Después de que un asedio brutal destrozara esa edad de oro a principios del siglo XVIII, los nuevos gobernantes finalmente trasladaron la capital a Teherán, dejando a Isfahán languideciendo como un remanso provincial, que no dejó intactos muchos de los monumentos de la ciudad vieja. «Uno podía explorar durante meses sin llegar a su fin», maravilló al viajero británico Robert Byron en su viaje de 1933-34 a través de Asia. Ese arte, escribió en El Camino a Oxiana, » sitúa a Isfahán entre esos lugares más raros, como Atenas o Roma, que son el refrigerio común de la humanidad.»

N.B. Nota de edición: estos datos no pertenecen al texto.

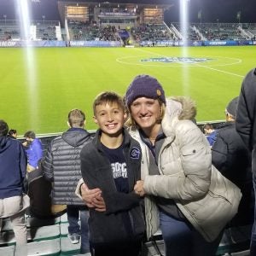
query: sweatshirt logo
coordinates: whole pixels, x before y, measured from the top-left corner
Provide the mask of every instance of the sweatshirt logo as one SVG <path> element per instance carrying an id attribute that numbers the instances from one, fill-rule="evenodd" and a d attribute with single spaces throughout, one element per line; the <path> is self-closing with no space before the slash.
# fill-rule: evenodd
<path id="1" fill-rule="evenodd" d="M 141 151 L 138 148 L 133 147 L 131 151 L 131 159 L 139 159 Z"/>

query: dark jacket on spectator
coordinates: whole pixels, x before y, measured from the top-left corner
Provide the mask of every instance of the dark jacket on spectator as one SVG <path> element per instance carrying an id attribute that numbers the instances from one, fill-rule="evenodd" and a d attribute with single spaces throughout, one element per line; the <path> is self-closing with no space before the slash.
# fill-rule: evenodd
<path id="1" fill-rule="evenodd" d="M 90 141 L 87 131 L 71 128 L 51 142 L 42 165 L 45 178 L 54 183 L 53 204 L 84 206 L 75 189 L 82 177 L 80 151 Z"/>
<path id="2" fill-rule="evenodd" d="M 124 156 L 126 161 L 129 193 L 118 192 L 113 177 L 108 158 L 103 154 L 99 139 L 99 131 L 93 141 L 81 151 L 81 172 L 89 189 L 100 188 L 106 203 L 106 212 L 100 212 L 90 208 L 89 228 L 90 242 L 93 244 L 116 243 L 141 238 L 145 229 L 140 203 L 142 199 L 135 194 L 134 185 L 140 179 L 141 153 L 133 157 L 133 150 L 140 150 L 137 142 L 125 131 Z M 127 212 L 131 224 L 127 232 Z"/>
<path id="3" fill-rule="evenodd" d="M 235 223 L 236 225 L 247 224 L 252 220 L 250 207 L 253 205 L 251 155 L 236 131 L 235 121 L 226 122 L 217 131 L 216 141 L 212 147 L 212 161 L 225 177 L 241 189 L 242 198 L 232 223 L 234 225 Z"/>
<path id="4" fill-rule="evenodd" d="M 239 96 L 236 128 L 252 151 L 252 171 L 256 175 L 256 68 L 245 77 Z"/>
<path id="5" fill-rule="evenodd" d="M 22 195 L 26 163 L 21 143 L 0 137 L 0 199 Z"/>

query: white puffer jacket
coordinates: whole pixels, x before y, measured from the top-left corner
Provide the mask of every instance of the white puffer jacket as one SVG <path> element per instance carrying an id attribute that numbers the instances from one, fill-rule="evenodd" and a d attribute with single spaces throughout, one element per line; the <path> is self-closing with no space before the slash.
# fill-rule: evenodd
<path id="1" fill-rule="evenodd" d="M 191 224 L 208 241 L 213 241 L 237 212 L 240 189 L 212 166 L 206 137 L 191 119 L 194 102 L 184 97 L 168 99 L 162 120 L 166 138 L 158 158 L 160 175 L 148 175 L 148 148 L 136 127 L 130 134 L 143 150 L 147 236 L 159 228 L 158 207 L 150 195 L 171 198 Z"/>

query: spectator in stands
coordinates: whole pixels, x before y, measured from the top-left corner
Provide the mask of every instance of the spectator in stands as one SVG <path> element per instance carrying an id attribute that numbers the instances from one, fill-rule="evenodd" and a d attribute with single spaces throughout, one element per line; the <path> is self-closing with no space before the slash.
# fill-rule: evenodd
<path id="1" fill-rule="evenodd" d="M 32 172 L 38 168 L 38 161 L 43 157 L 43 146 L 38 138 L 36 138 L 36 134 L 32 131 L 28 131 L 24 134 L 26 142 L 23 143 L 23 146 L 26 147 L 26 152 L 27 154 L 28 163 L 26 171 Z"/>
<path id="2" fill-rule="evenodd" d="M 215 255 L 241 195 L 212 166 L 207 140 L 191 120 L 194 103 L 166 101 L 161 84 L 148 75 L 134 79 L 125 99 L 129 131 L 143 152 L 142 180 L 134 189 L 144 196 L 148 238 L 160 227 L 166 256 Z M 95 199 L 97 189 L 81 189 L 85 201 L 104 209 L 104 201 Z"/>
<path id="3" fill-rule="evenodd" d="M 252 153 L 252 171 L 254 195 L 256 195 L 256 68 L 248 72 L 241 84 L 239 96 L 236 128 L 246 147 Z M 256 207 L 251 237 L 250 255 L 256 255 Z"/>
<path id="4" fill-rule="evenodd" d="M 133 187 L 140 178 L 141 148 L 123 128 L 126 114 L 119 96 L 100 94 L 93 111 L 99 129 L 81 151 L 81 172 L 90 189 L 100 189 L 106 211 L 90 208 L 92 254 L 138 256 L 145 226 Z"/>
<path id="5" fill-rule="evenodd" d="M 216 140 L 216 131 L 213 128 L 213 125 L 212 124 L 207 123 L 203 126 L 203 131 L 205 135 L 207 136 L 210 146 L 212 146 Z"/>
<path id="6" fill-rule="evenodd" d="M 238 186 L 242 198 L 238 214 L 232 219 L 231 226 L 252 223 L 253 177 L 251 155 L 236 131 L 236 113 L 238 97 L 232 99 L 225 109 L 226 122 L 218 127 L 217 137 L 212 147 L 213 166 L 229 180 Z"/>
<path id="7" fill-rule="evenodd" d="M 81 253 L 90 253 L 89 212 L 75 195 L 76 184 L 82 177 L 80 151 L 90 140 L 84 125 L 84 113 L 79 109 L 71 110 L 67 115 L 67 125 L 70 128 L 51 142 L 42 162 L 45 178 L 53 182 L 53 204 L 67 205 L 71 242 L 79 243 L 81 236 Z M 79 224 L 79 213 L 81 227 Z"/>
<path id="8" fill-rule="evenodd" d="M 15 129 L 11 129 L 9 131 L 8 136 L 12 138 L 17 138 L 17 131 Z"/>
<path id="9" fill-rule="evenodd" d="M 9 138 L 8 125 L 0 120 L 0 231 L 3 218 L 9 218 L 16 240 L 15 255 L 26 255 L 25 210 L 29 198 L 24 195 L 26 155 L 18 140 Z"/>

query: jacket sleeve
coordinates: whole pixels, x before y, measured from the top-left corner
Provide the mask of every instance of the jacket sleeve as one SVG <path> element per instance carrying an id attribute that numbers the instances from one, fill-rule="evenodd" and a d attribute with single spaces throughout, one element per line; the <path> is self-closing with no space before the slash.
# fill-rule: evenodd
<path id="1" fill-rule="evenodd" d="M 21 143 L 20 143 L 20 168 L 21 172 L 21 177 L 24 179 L 26 174 L 26 165 L 27 165 L 27 159 L 26 159 L 26 153 L 22 146 Z"/>
<path id="2" fill-rule="evenodd" d="M 228 144 L 224 137 L 218 133 L 212 147 L 212 162 L 218 170 L 223 170 L 228 162 Z"/>
<path id="3" fill-rule="evenodd" d="M 246 90 L 247 90 L 252 95 L 247 95 Z M 252 91 L 251 91 L 252 90 Z M 236 129 L 244 142 L 246 147 L 249 150 L 253 149 L 252 142 L 250 140 L 252 130 L 253 130 L 253 122 L 254 117 L 254 102 L 251 102 L 249 99 L 253 96 L 253 102 L 255 97 L 256 91 L 253 91 L 250 88 L 247 90 L 244 88 L 242 84 L 239 101 L 237 105 L 236 117 Z"/>
<path id="4" fill-rule="evenodd" d="M 211 183 L 210 145 L 190 120 L 178 121 L 175 129 L 174 142 L 170 142 L 175 145 L 171 148 L 168 145 L 164 149 L 168 153 L 161 155 L 163 160 L 158 163 L 162 175 L 146 176 L 144 190 L 149 195 L 177 201 L 200 199 L 208 191 Z M 165 159 L 169 155 L 171 163 Z"/>
<path id="5" fill-rule="evenodd" d="M 42 161 L 42 169 L 45 179 L 54 181 L 52 145 L 50 145 Z"/>

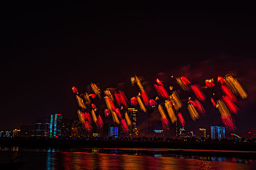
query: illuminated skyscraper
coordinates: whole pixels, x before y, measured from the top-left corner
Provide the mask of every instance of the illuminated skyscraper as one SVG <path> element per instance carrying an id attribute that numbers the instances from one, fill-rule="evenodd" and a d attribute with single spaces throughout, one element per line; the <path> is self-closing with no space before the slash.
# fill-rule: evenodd
<path id="1" fill-rule="evenodd" d="M 225 138 L 225 127 L 218 126 L 211 126 L 212 139 Z"/>
<path id="2" fill-rule="evenodd" d="M 57 137 L 61 136 L 62 115 L 55 114 L 51 115 L 50 123 L 50 137 Z"/>
<path id="3" fill-rule="evenodd" d="M 130 135 L 131 137 L 134 137 L 137 136 L 137 112 L 138 110 L 134 108 L 128 109 L 128 114 L 131 120 L 131 126 L 129 127 Z"/>

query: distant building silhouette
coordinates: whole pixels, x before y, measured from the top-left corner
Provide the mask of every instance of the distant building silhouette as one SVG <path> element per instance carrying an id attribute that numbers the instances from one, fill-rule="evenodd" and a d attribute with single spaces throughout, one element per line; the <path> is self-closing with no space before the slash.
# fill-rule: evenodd
<path id="1" fill-rule="evenodd" d="M 225 127 L 218 126 L 211 126 L 212 139 L 225 138 Z"/>

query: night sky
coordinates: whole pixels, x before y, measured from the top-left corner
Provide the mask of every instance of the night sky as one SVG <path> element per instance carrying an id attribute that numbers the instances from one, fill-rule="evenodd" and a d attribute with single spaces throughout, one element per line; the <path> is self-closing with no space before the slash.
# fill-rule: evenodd
<path id="1" fill-rule="evenodd" d="M 157 78 L 168 88 L 173 75 L 203 85 L 231 73 L 249 95 L 237 102 L 237 133 L 256 133 L 253 6 L 137 5 L 1 5 L 0 130 L 53 113 L 77 119 L 73 85 L 83 92 L 94 82 L 131 97 L 135 74 L 154 99 Z M 222 126 L 208 102 L 207 118 L 195 123 L 188 116 L 188 129 Z"/>

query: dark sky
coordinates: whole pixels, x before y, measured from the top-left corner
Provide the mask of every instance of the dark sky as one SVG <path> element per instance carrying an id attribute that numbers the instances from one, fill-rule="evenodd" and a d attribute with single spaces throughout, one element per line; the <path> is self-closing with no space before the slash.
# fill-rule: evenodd
<path id="1" fill-rule="evenodd" d="M 194 6 L 3 4 L 0 130 L 52 113 L 76 118 L 73 85 L 128 86 L 134 74 L 151 85 L 161 76 L 167 87 L 174 74 L 202 85 L 232 72 L 249 96 L 237 103 L 237 131 L 256 131 L 254 8 Z M 209 112 L 188 126 L 209 124 L 217 114 Z"/>

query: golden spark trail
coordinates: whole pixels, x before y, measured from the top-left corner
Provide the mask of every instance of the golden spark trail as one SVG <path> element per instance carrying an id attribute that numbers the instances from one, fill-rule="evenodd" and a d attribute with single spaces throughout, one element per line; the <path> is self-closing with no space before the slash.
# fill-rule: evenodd
<path id="1" fill-rule="evenodd" d="M 92 83 L 91 83 L 91 87 L 92 88 L 92 89 L 93 90 L 94 93 L 95 93 L 96 95 L 98 96 L 98 98 L 100 99 L 100 90 L 97 85 Z"/>
<path id="2" fill-rule="evenodd" d="M 172 106 L 169 101 L 165 101 L 165 103 L 164 103 L 165 105 L 165 108 L 167 110 L 167 113 L 168 113 L 169 117 L 171 119 L 172 123 L 174 123 L 177 120 L 177 118 L 175 116 L 175 113 L 172 108 Z"/>
<path id="3" fill-rule="evenodd" d="M 97 117 L 96 116 L 96 115 L 95 114 L 95 112 L 93 109 L 92 109 L 91 113 L 92 113 L 93 121 L 95 123 L 96 123 L 96 122 L 97 121 Z"/>
<path id="4" fill-rule="evenodd" d="M 130 120 L 130 118 L 129 118 L 127 112 L 125 112 L 124 117 L 125 118 L 125 120 L 126 120 L 128 126 L 131 126 L 131 120 Z"/>
<path id="5" fill-rule="evenodd" d="M 240 96 L 243 99 L 247 98 L 248 95 L 245 90 L 236 79 L 231 76 L 225 78 L 227 85 L 233 93 Z"/>
<path id="6" fill-rule="evenodd" d="M 137 96 L 137 99 L 138 100 L 138 104 L 139 104 L 140 109 L 141 109 L 141 110 L 144 112 L 146 112 L 147 111 L 147 109 L 146 109 L 146 107 L 145 106 L 145 105 L 144 105 L 141 99 L 140 99 L 139 96 Z"/>
<path id="7" fill-rule="evenodd" d="M 76 95 L 76 97 L 77 98 L 78 105 L 83 109 L 86 109 L 86 107 L 85 107 L 85 105 L 84 104 L 82 98 L 78 96 L 78 95 Z"/>
<path id="8" fill-rule="evenodd" d="M 176 110 L 178 110 L 182 106 L 182 103 L 178 96 L 178 94 L 176 91 L 174 91 L 172 94 L 171 96 L 170 96 L 170 98 L 173 99 L 174 102 L 174 106 Z"/>
<path id="9" fill-rule="evenodd" d="M 189 114 L 191 117 L 191 119 L 194 121 L 196 121 L 196 120 L 198 119 L 199 118 L 199 114 L 197 113 L 197 111 L 195 107 L 190 103 L 188 104 L 187 107 Z"/>

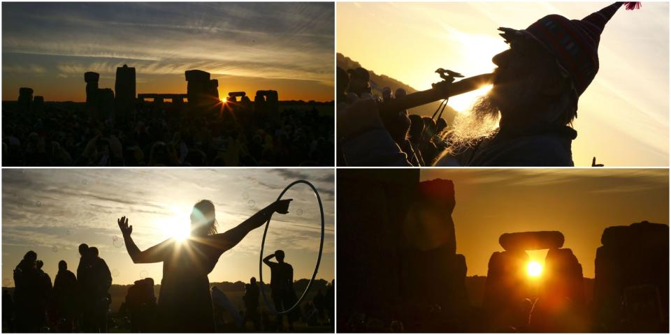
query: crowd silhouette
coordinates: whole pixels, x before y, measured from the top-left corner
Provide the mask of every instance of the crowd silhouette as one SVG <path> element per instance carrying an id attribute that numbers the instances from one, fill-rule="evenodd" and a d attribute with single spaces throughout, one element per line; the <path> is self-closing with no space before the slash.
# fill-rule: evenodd
<path id="1" fill-rule="evenodd" d="M 3 102 L 3 165 L 333 165 L 333 117 L 320 115 L 312 103 L 280 105 L 277 113 L 254 118 L 251 104 L 225 107 L 233 103 L 220 104 L 222 112 L 186 114 L 138 102 L 132 117 L 110 122 L 89 118 L 82 103 L 47 103 L 24 112 Z"/>
<path id="2" fill-rule="evenodd" d="M 463 77 L 459 73 L 436 70 L 443 81 L 412 94 L 431 99 L 402 105 L 442 102 L 431 117 L 409 117 L 407 110 L 383 113 L 377 105 L 403 98 L 405 91 L 375 87 L 381 95 L 373 95 L 366 69 L 338 68 L 338 165 L 573 166 L 578 100 L 599 70 L 601 33 L 623 5 L 640 7 L 617 2 L 582 20 L 549 15 L 524 30 L 498 28 L 510 48 L 494 55 L 496 68 L 484 74 L 491 90 L 452 120 L 441 114 L 453 95 L 450 84 Z"/>
<path id="3" fill-rule="evenodd" d="M 98 248 L 81 244 L 77 276 L 64 260 L 51 278 L 33 251 L 14 269 L 13 297 L 3 292 L 3 327 L 10 332 L 106 332 L 112 276 Z"/>
<path id="4" fill-rule="evenodd" d="M 270 262 L 275 258 L 277 261 Z M 264 263 L 270 268 L 270 295 L 275 309 L 277 312 L 289 311 L 298 300 L 296 291 L 294 290 L 294 268 L 289 263 L 284 262 L 284 252 L 278 250 L 275 253 L 268 255 L 264 258 Z M 294 330 L 294 321 L 299 311 L 293 310 L 287 313 L 287 322 L 289 324 L 289 330 Z M 277 330 L 282 330 L 284 322 L 282 314 L 277 315 Z"/>
<path id="5" fill-rule="evenodd" d="M 14 270 L 13 294 L 3 290 L 4 332 L 221 332 L 283 331 L 282 315 L 259 304 L 260 288 L 252 277 L 245 285 L 244 311 L 238 311 L 226 293 L 216 286 L 210 289 L 208 278 L 219 258 L 238 244 L 250 231 L 262 225 L 273 213 L 287 214 L 291 199 L 270 204 L 238 226 L 217 233 L 215 208 L 209 200 L 194 207 L 192 235 L 178 241 L 168 239 L 140 251 L 131 237 L 133 226 L 125 216 L 117 220 L 129 255 L 135 263 L 164 263 L 163 279 L 157 298 L 152 278 L 136 281 L 121 304 L 118 318 L 110 313 L 112 275 L 94 246 L 79 246 L 80 262 L 76 275 L 64 260 L 58 263 L 58 274 L 52 285 L 42 270 L 37 254 L 27 252 Z M 277 262 L 270 262 L 275 258 Z M 277 251 L 265 260 L 271 267 L 271 297 L 279 311 L 297 301 L 293 269 Z M 289 313 L 289 327 L 301 320 L 308 326 L 333 327 L 333 285 L 325 295 L 320 291 L 312 302 L 296 306 Z M 211 292 L 210 292 L 211 291 Z M 330 318 L 324 314 L 331 312 Z M 232 322 L 228 322 L 233 319 Z"/>
<path id="6" fill-rule="evenodd" d="M 420 181 L 417 169 L 345 171 L 338 332 L 668 332 L 668 224 L 603 229 L 593 278 L 559 231 L 503 234 L 486 276 L 467 276 L 452 181 Z M 533 277 L 527 252 L 536 250 L 547 251 Z"/>

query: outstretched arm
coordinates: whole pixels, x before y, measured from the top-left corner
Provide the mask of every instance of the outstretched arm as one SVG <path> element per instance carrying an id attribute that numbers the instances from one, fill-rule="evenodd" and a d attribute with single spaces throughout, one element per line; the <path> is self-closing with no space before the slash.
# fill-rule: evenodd
<path id="1" fill-rule="evenodd" d="M 124 244 L 126 244 L 126 250 L 134 263 L 157 263 L 163 262 L 163 260 L 166 258 L 169 250 L 168 246 L 170 244 L 171 239 L 142 251 L 135 244 L 133 238 L 131 237 L 131 233 L 133 232 L 133 226 L 128 225 L 128 218 L 126 216 L 122 216 L 121 218 L 117 220 L 117 223 L 119 223 L 119 228 L 121 229 L 121 233 L 124 235 Z"/>
<path id="2" fill-rule="evenodd" d="M 271 253 L 271 254 L 266 256 L 266 258 L 264 258 L 264 264 L 265 264 L 266 265 L 268 265 L 268 267 L 270 267 L 271 264 L 275 264 L 274 262 L 270 262 L 270 260 L 271 260 L 273 257 L 275 257 L 275 253 Z"/>
<path id="3" fill-rule="evenodd" d="M 277 212 L 280 214 L 289 213 L 289 203 L 292 200 L 287 199 L 273 202 L 252 215 L 250 218 L 245 220 L 236 228 L 226 232 L 213 235 L 211 239 L 212 246 L 222 252 L 236 246 L 243 240 L 243 238 L 247 236 L 247 233 L 263 225 L 270 218 L 273 213 Z"/>

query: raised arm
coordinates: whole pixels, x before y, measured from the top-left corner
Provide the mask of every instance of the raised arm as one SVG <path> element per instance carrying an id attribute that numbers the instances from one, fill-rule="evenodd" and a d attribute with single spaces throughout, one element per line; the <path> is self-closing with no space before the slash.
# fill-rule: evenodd
<path id="1" fill-rule="evenodd" d="M 170 248 L 168 246 L 171 243 L 172 239 L 168 239 L 144 251 L 140 250 L 138 246 L 135 244 L 133 238 L 131 237 L 131 233 L 133 232 L 133 226 L 128 225 L 128 218 L 126 216 L 122 216 L 117 220 L 119 223 L 119 228 L 121 229 L 121 233 L 124 236 L 124 244 L 126 244 L 126 250 L 128 255 L 131 256 L 133 262 L 138 263 L 157 263 L 163 262 L 166 258 Z"/>
<path id="2" fill-rule="evenodd" d="M 236 246 L 247 234 L 263 225 L 270 218 L 273 213 L 286 214 L 289 213 L 289 203 L 293 199 L 280 200 L 273 202 L 266 208 L 259 211 L 250 218 L 245 220 L 242 223 L 231 228 L 226 232 L 213 235 L 210 241 L 212 246 L 224 252 Z"/>
<path id="3" fill-rule="evenodd" d="M 275 264 L 275 262 L 270 262 L 270 260 L 273 259 L 273 257 L 275 257 L 275 253 L 266 256 L 266 258 L 264 258 L 264 264 L 268 267 L 270 267 L 271 264 Z"/>

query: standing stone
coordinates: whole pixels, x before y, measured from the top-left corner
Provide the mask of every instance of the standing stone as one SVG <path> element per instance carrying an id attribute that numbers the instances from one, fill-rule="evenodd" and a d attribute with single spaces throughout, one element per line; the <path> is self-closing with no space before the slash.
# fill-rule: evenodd
<path id="1" fill-rule="evenodd" d="M 219 80 L 216 79 L 210 80 L 210 94 L 209 96 L 213 98 L 217 103 L 219 102 Z"/>
<path id="2" fill-rule="evenodd" d="M 589 330 L 582 265 L 569 248 L 551 248 L 538 299 L 530 317 L 533 332 L 584 332 Z"/>
<path id="3" fill-rule="evenodd" d="M 135 68 L 129 68 L 126 64 L 117 68 L 114 91 L 116 93 L 114 99 L 116 114 L 127 117 L 135 111 Z"/>
<path id="4" fill-rule="evenodd" d="M 218 91 L 215 94 L 213 85 L 218 82 L 210 80 L 210 73 L 201 70 L 188 70 L 185 72 L 187 84 L 187 96 L 189 105 L 201 112 L 206 112 L 219 102 Z M 216 87 L 214 87 L 216 91 Z"/>
<path id="5" fill-rule="evenodd" d="M 595 322 L 606 332 L 668 332 L 668 317 L 649 318 L 669 314 L 669 226 L 642 221 L 609 227 L 601 243 L 595 260 Z M 655 306 L 658 311 L 644 318 L 636 312 Z"/>
<path id="6" fill-rule="evenodd" d="M 95 72 L 84 73 L 84 81 L 86 82 L 86 110 L 92 119 L 97 119 L 100 114 L 100 94 L 98 89 L 99 79 L 100 75 Z"/>
<path id="7" fill-rule="evenodd" d="M 489 258 L 482 304 L 489 331 L 518 323 L 520 306 L 532 296 L 526 275 L 528 261 L 523 250 L 495 252 Z"/>
<path id="8" fill-rule="evenodd" d="M 17 99 L 19 103 L 19 110 L 23 112 L 30 111 L 30 106 L 33 102 L 33 89 L 29 87 L 21 87 L 19 89 L 19 98 Z"/>
<path id="9" fill-rule="evenodd" d="M 114 122 L 114 91 L 112 89 L 99 89 L 100 105 L 99 117 L 101 120 Z"/>
<path id="10" fill-rule="evenodd" d="M 33 104 L 30 107 L 33 113 L 42 114 L 44 112 L 44 97 L 42 96 L 35 96 L 33 99 Z"/>

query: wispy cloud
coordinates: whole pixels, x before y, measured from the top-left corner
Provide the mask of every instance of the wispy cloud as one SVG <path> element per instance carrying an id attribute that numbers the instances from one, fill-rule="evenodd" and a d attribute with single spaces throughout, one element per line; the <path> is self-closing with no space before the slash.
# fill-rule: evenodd
<path id="1" fill-rule="evenodd" d="M 3 266 L 11 267 L 31 248 L 52 251 L 55 248 L 73 251 L 79 244 L 85 242 L 99 246 L 108 262 L 131 267 L 123 244 L 120 239 L 120 239 L 117 218 L 129 217 L 134 225 L 136 243 L 141 248 L 146 248 L 168 237 L 172 225 L 188 225 L 193 204 L 202 199 L 210 199 L 215 204 L 218 229 L 224 232 L 275 201 L 284 186 L 298 177 L 312 182 L 322 195 L 325 209 L 324 252 L 333 253 L 333 201 L 332 198 L 327 199 L 324 196 L 333 191 L 333 170 L 304 170 L 300 175 L 287 171 L 3 171 L 2 244 L 3 251 L 10 251 L 3 255 Z M 268 248 L 284 249 L 288 254 L 294 255 L 295 267 L 307 269 L 313 266 L 314 260 L 306 255 L 314 254 L 319 248 L 320 216 L 317 201 L 307 187 L 292 188 L 285 198 L 294 199 L 289 214 L 274 216 L 266 245 Z M 247 262 L 258 260 L 262 234 L 262 228 L 250 233 L 227 253 L 226 259 Z M 326 274 L 333 273 L 333 269 L 324 271 Z M 10 269 L 3 267 L 3 271 L 10 273 Z M 217 273 L 217 276 L 224 274 Z M 234 277 L 240 274 L 231 273 L 225 276 Z M 131 279 L 127 278 L 129 281 Z"/>

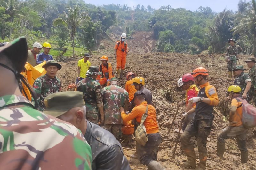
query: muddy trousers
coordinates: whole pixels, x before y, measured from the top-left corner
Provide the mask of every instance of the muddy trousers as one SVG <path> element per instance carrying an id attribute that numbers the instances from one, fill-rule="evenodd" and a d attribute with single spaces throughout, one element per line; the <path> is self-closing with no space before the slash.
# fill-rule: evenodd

Hoy en día, sin embargo, la ciudad es conocida principalmente en el extranjero como el sitio de la principal instalación de investigación nuclear de Irán. Lo que una vez fue una ciudad tranquila se ha convertido en la tercera metrópolis más grande del país, rodeada de suburbios en expansión, fábricas eructas y el tráfico asfixiante de más de tres millones de personas. Nada simboliza más la desconcertante modernidad de Irán que el lanzamiento, en febrero, de un satélite llamado Omid (Esperanza). En Isfahán, sin embargo, la esperanza es un producto en fuerte declive. El elegante paisaje urbano que sobrevivió a las invasiones de tribus afganas y invasores mongoles ahora se ve amenazado por la negligencia y el desarrollo urbano imprudente.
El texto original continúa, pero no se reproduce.